Era una propuesta tentadora, poder encerrarse en la segura familiaridad de su antiguo dormitorio, permitir que su padre le aliviara las heridas y disipara sus dudas, como lo hacía siempre.
—No; necesito volver a casa. —Se alejó de él antes de dejarse convencer—. Me hará bien estar sola. Y Candace ya está enfadada conmigo por mantenerte tanto tiempo lejos de tus invitados.
—Ella lo comprenderá.
—¡Por supuesto que lo comprenderá! Será mejor que vayas. Yo saldré por la puerta de atrás. En este momento preferiría no encontrarme con nadie.

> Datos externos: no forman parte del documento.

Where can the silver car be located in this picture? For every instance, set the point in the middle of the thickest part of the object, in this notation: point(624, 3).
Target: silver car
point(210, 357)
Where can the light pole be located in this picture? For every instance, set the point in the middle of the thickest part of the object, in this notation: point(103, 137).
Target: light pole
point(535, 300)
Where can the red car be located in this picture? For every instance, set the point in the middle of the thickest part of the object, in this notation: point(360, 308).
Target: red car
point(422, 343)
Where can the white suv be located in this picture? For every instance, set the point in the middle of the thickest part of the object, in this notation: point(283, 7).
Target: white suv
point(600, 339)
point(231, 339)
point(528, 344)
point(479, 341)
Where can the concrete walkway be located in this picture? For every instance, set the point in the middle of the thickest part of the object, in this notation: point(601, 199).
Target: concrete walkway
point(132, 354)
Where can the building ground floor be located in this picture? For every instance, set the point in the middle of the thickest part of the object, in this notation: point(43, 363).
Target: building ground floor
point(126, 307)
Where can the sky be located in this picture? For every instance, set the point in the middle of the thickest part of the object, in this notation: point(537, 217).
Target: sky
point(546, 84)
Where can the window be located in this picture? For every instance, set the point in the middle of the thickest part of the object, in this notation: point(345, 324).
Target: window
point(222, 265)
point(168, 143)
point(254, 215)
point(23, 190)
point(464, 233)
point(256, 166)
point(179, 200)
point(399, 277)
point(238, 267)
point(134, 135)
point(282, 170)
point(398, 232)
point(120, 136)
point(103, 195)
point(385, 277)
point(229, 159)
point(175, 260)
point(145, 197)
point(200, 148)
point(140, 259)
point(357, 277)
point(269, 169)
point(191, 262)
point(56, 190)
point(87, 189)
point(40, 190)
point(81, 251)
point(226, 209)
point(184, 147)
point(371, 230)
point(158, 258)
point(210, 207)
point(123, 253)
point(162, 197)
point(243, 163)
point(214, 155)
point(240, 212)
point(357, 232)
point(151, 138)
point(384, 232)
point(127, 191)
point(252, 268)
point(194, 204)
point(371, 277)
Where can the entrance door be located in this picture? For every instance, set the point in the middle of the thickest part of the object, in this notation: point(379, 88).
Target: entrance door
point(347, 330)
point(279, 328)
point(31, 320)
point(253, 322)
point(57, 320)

Philip notó que la oleada de ira de su hija había desaparecido, dejándole una palidez enfermiza.
—Kelsey, me gustaría que te quedaras.
—Te aseguro que estoy bien. Lo único que necesito es asimilar todo esto. Más tarde conversaremos. Ve a reunirte con tus invitados y después hablaremos. —Lo besó, tanto para convencerlo de que lo perdonaba como para urgirlo a que saliera.
En cuanto estuvo sola, se acercó al escritorio y miró la carta. Tras un momento de vacilación, la dobló y volvió a meterla en el bolso.
Decidió que había sido un día excepcional, un día en el curso del cual había perdido un marido y ganado una madre.